OshKosh entered 2000 operating four domestic plants, two each in Tennessee and Kentucky. One of the Tennessee plants was shuttered during 2000, with the other slated for closure during 2001. By the latter year, domestic production had been reduced to just 10 percent of overall production. Overseas, the company had particularly increased its sourcing in Mexico, where the company now owned two manufacturing plants. With its global sourcing strategy beginning to pay dividends, OshKosh B'Gosh sought ways of continuing the revival of a classic American company. The company was, for example, making plans to return its products to the increasingly popular and rapidly expanding Kohl's chain. OshKosh also opened three new strip mall stores in the Seattle area.

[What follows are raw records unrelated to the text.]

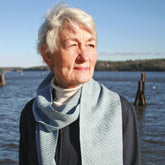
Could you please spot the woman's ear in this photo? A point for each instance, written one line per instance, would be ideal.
(46, 56)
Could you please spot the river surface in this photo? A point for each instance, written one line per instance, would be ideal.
(21, 87)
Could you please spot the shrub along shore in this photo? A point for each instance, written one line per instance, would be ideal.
(137, 65)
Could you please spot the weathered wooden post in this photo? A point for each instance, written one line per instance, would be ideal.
(140, 97)
(2, 79)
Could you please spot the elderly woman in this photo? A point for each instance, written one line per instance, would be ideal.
(75, 120)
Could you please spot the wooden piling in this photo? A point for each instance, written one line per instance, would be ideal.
(140, 97)
(2, 79)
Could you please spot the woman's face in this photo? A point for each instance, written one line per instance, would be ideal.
(74, 61)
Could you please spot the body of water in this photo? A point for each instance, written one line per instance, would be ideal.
(21, 87)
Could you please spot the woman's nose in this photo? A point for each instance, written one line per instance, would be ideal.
(83, 55)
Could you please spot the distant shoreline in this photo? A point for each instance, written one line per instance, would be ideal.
(136, 65)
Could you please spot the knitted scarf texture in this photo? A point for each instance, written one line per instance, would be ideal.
(99, 110)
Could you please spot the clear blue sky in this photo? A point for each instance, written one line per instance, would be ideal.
(127, 29)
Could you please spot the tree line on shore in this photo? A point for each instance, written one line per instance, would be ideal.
(137, 65)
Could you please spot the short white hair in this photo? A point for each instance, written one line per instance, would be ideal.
(56, 18)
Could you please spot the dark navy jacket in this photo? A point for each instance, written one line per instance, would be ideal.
(68, 147)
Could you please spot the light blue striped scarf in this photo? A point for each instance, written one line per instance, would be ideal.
(100, 124)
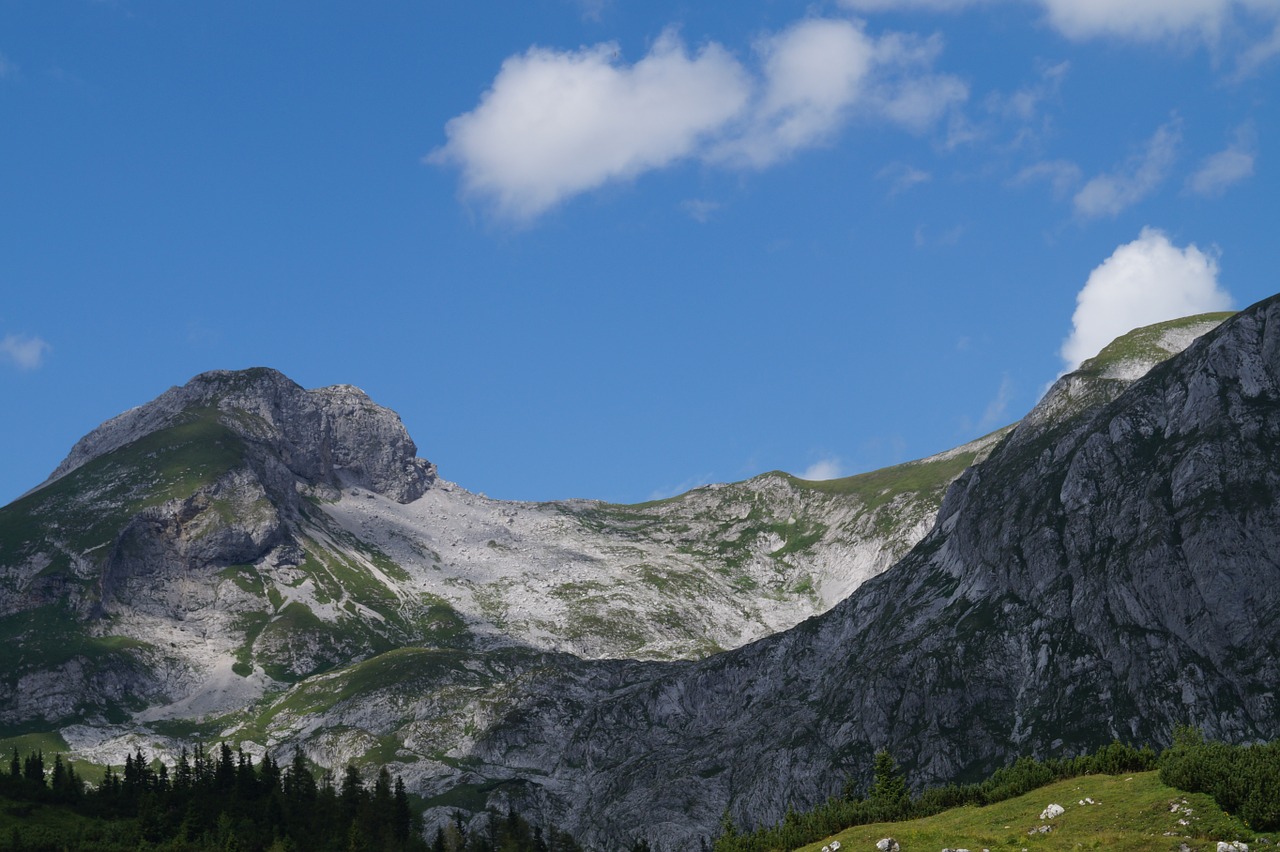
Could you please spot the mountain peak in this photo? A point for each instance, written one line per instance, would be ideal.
(333, 435)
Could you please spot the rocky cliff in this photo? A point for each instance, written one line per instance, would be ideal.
(229, 562)
(1105, 573)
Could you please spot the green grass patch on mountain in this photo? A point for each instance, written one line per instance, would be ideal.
(878, 488)
(1133, 811)
(1143, 344)
(87, 507)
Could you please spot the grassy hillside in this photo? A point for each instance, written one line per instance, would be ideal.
(1133, 811)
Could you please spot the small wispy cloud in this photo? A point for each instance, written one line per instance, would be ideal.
(1061, 175)
(688, 485)
(901, 177)
(8, 71)
(1258, 54)
(26, 352)
(1107, 195)
(827, 468)
(946, 238)
(996, 410)
(700, 210)
(1225, 168)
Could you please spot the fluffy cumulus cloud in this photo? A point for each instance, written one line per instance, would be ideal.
(1225, 168)
(813, 73)
(554, 124)
(23, 351)
(1110, 193)
(1147, 280)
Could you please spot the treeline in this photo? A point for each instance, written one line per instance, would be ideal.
(887, 800)
(1242, 779)
(227, 802)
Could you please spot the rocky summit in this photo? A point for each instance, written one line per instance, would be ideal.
(246, 559)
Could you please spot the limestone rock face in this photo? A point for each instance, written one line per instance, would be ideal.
(1106, 573)
(329, 436)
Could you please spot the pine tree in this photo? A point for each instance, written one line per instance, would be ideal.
(888, 793)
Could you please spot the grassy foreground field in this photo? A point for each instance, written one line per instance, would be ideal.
(1133, 812)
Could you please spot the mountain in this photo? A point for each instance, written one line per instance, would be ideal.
(240, 559)
(1110, 571)
(241, 534)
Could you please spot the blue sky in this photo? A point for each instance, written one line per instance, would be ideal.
(617, 250)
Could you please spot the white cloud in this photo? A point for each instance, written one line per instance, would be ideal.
(1226, 166)
(813, 73)
(891, 5)
(1107, 195)
(1258, 54)
(1139, 19)
(554, 124)
(699, 209)
(23, 351)
(995, 413)
(901, 177)
(682, 488)
(1025, 102)
(827, 468)
(1207, 21)
(1147, 280)
(1063, 175)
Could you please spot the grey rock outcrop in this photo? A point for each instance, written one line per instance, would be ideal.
(334, 436)
(1106, 575)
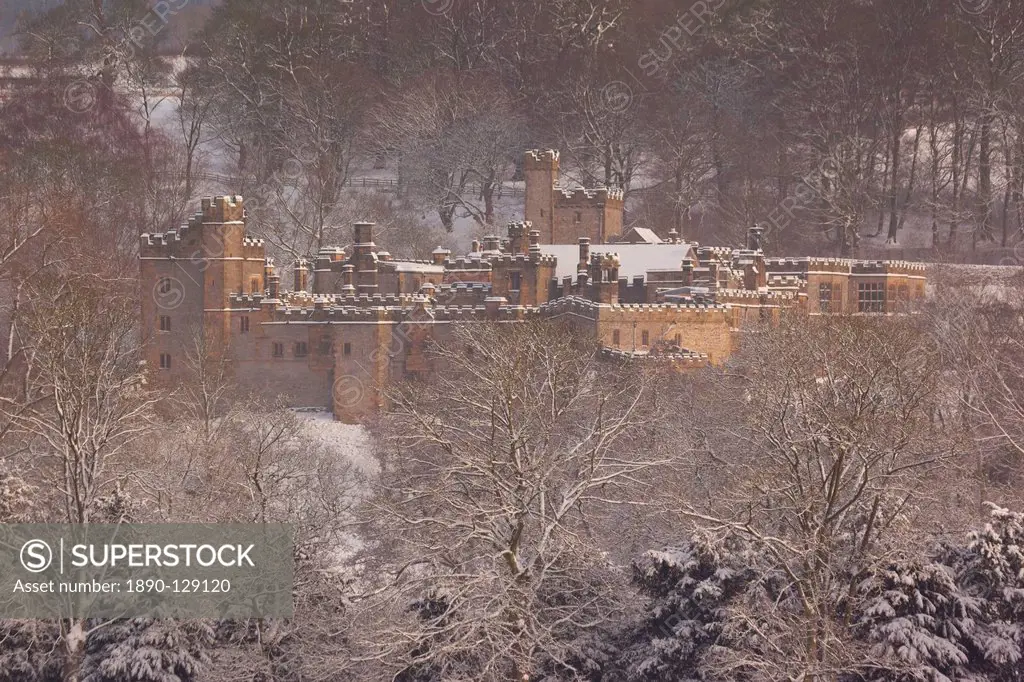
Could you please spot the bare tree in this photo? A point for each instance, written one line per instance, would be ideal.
(822, 457)
(493, 477)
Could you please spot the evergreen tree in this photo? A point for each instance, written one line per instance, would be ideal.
(146, 650)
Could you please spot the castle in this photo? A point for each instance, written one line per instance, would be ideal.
(355, 318)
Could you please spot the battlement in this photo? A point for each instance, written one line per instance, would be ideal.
(540, 160)
(687, 358)
(582, 197)
(522, 259)
(570, 304)
(744, 295)
(640, 308)
(223, 209)
(468, 263)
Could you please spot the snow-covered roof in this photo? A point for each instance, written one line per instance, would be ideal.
(636, 259)
(641, 236)
(413, 266)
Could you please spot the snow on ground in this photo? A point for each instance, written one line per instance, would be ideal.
(347, 440)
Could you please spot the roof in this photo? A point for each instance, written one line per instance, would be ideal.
(636, 259)
(414, 266)
(641, 236)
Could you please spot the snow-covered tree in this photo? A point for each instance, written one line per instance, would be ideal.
(146, 650)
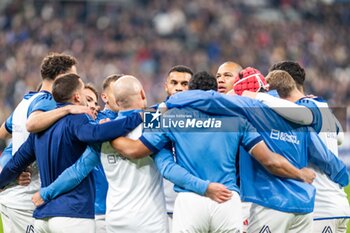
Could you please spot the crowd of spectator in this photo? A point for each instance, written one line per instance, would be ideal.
(147, 37)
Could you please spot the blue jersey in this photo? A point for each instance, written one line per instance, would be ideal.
(56, 149)
(282, 137)
(43, 102)
(204, 152)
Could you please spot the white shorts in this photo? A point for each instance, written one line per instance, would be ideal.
(194, 213)
(331, 225)
(14, 220)
(100, 223)
(64, 225)
(245, 214)
(264, 219)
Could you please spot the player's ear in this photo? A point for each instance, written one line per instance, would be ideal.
(104, 97)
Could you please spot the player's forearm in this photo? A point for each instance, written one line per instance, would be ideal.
(279, 166)
(286, 109)
(129, 148)
(3, 132)
(39, 121)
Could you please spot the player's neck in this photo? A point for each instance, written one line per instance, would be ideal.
(295, 95)
(46, 86)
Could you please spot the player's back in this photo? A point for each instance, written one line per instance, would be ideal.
(19, 197)
(56, 149)
(331, 200)
(135, 198)
(207, 146)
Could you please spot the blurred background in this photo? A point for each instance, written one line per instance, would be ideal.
(146, 38)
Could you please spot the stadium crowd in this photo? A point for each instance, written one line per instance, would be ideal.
(145, 38)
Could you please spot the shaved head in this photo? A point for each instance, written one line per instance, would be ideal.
(227, 75)
(129, 93)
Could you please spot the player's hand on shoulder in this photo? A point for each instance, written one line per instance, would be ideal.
(308, 175)
(24, 178)
(218, 192)
(79, 109)
(37, 199)
(104, 120)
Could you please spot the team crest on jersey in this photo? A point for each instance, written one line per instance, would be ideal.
(265, 229)
(152, 120)
(327, 229)
(278, 135)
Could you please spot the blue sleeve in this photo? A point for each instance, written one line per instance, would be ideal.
(6, 156)
(8, 124)
(316, 113)
(19, 162)
(250, 137)
(173, 172)
(211, 102)
(330, 164)
(44, 102)
(72, 176)
(97, 133)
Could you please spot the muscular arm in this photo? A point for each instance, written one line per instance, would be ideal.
(278, 165)
(4, 134)
(40, 120)
(286, 109)
(131, 149)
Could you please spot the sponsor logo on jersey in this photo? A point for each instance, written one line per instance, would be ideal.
(156, 121)
(282, 136)
(265, 229)
(327, 229)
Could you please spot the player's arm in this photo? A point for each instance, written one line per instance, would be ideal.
(324, 159)
(340, 132)
(173, 172)
(286, 109)
(40, 120)
(6, 128)
(131, 149)
(18, 163)
(90, 133)
(69, 178)
(274, 163)
(278, 165)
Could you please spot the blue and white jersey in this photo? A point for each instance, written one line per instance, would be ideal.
(98, 172)
(135, 198)
(289, 140)
(19, 197)
(58, 148)
(204, 152)
(331, 200)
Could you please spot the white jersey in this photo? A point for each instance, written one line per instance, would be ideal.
(19, 197)
(331, 200)
(135, 199)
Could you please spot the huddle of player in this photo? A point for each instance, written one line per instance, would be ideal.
(100, 171)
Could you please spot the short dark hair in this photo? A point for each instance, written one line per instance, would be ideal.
(293, 69)
(55, 64)
(111, 78)
(91, 87)
(203, 81)
(64, 87)
(181, 69)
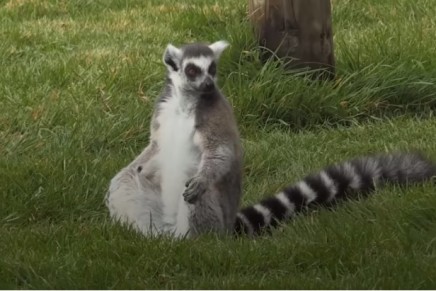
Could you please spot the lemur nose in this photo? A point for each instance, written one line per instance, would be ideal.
(208, 85)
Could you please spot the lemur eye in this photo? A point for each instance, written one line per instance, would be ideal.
(212, 69)
(192, 71)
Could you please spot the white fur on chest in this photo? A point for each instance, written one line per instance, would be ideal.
(178, 155)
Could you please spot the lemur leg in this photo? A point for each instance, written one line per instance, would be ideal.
(206, 214)
(134, 194)
(201, 191)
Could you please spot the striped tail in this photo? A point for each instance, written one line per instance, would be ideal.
(358, 176)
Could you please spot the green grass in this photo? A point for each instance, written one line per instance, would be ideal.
(77, 85)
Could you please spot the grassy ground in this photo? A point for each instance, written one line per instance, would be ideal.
(77, 84)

Finally, sales at the company's web site exceeded projections by 50 percent in 2000, and the company believed that the site could achieve profitability by 2002. OshKosh, in the early years of its second century, seemed to face a bright future given the familiarity of its brand name, its reputation for quality, and the many promising new initiatives that were being undertaken.

Principal Subsidiaries: OBG Sales, Inc.; Manufacturera International Apparel, S.A. (Honduras); OshKosh B'Gosh International Sales, Inc. (Virgin Islands); OshKosh B'Gosh Investments, Inc.; OshKosh B'Gosh Retail, Inc.; OBG Distribution Company, LLC; OBG Manufacturing Company; OshKosh B'Gosh Operations, LLC; Millenia Manufacturing SRL de CV (Mexico).

Principal Competitors: Toys 'R' Us, Inc.; The William Carter Company; The Gap, Inc.; Gerber Childrenswear, Inc.; Garan, Incorporated; Happy Kids Inc.; The Gymboree Corporation; Williamson-Dickie Manufacturing Company; VF Corporation; Lands' End, Inc.; Fruit of the Loom, Ltd.; Levi Strauss & Co.


  • Key Dates:
  • 1895: Grove Manufacturing Company, a maker of "hickory-striped" bib overalls, is founded in Oshkosh, Wisconsin.
  • 1897: The company changes its name to Oshkosh Clothing Manufacturing Company.
  • 1911: The name is changed again to Oshkosh Overall Company; William L. Pollock takes over as general manager.
  • 1934: Pollock retires; Earl W. Wyman and partner Samuel Pickard purchase the company.
  • 1937: The company name is changed to OshKosh B'Gosh, Inc.
  • 1962: Mail-order house Miles Kimball features OshKosh kids' bibs in its catalog, receiving tremendous response and sparking increasing sales of the children's line.
  • 1966: Wyman's son-in law, Charles F. Hyde, takes over as CEO.
  • 1971: Children's line gets big national break when Bloomingdale's in New York begins selling the products.
  • 1979: National marketing campaign is launched with the tag "The Genuine Article Since 1895."
  • 1981: First outlet store opens in West Bend, Wisconsin; infant wear and knit separates are added to the product line.
  • 1991: The company purchases a manufacturing plant in Honduras, its first outside the United States.
  • 1992: Douglas W. Hyde, son of Charles, is named CEO.
  • 1993: U.S. plant closings begin.
  • 1997: The Genuine Blues and Genuine Girls lines are launched.
  • 1998: OshKosh showcase shops within major department stores are rolled out.
  • 1999: The company begins selling products over the Internet.
  • 2001: Only 10 percent of OshKosh products are being made in the United States.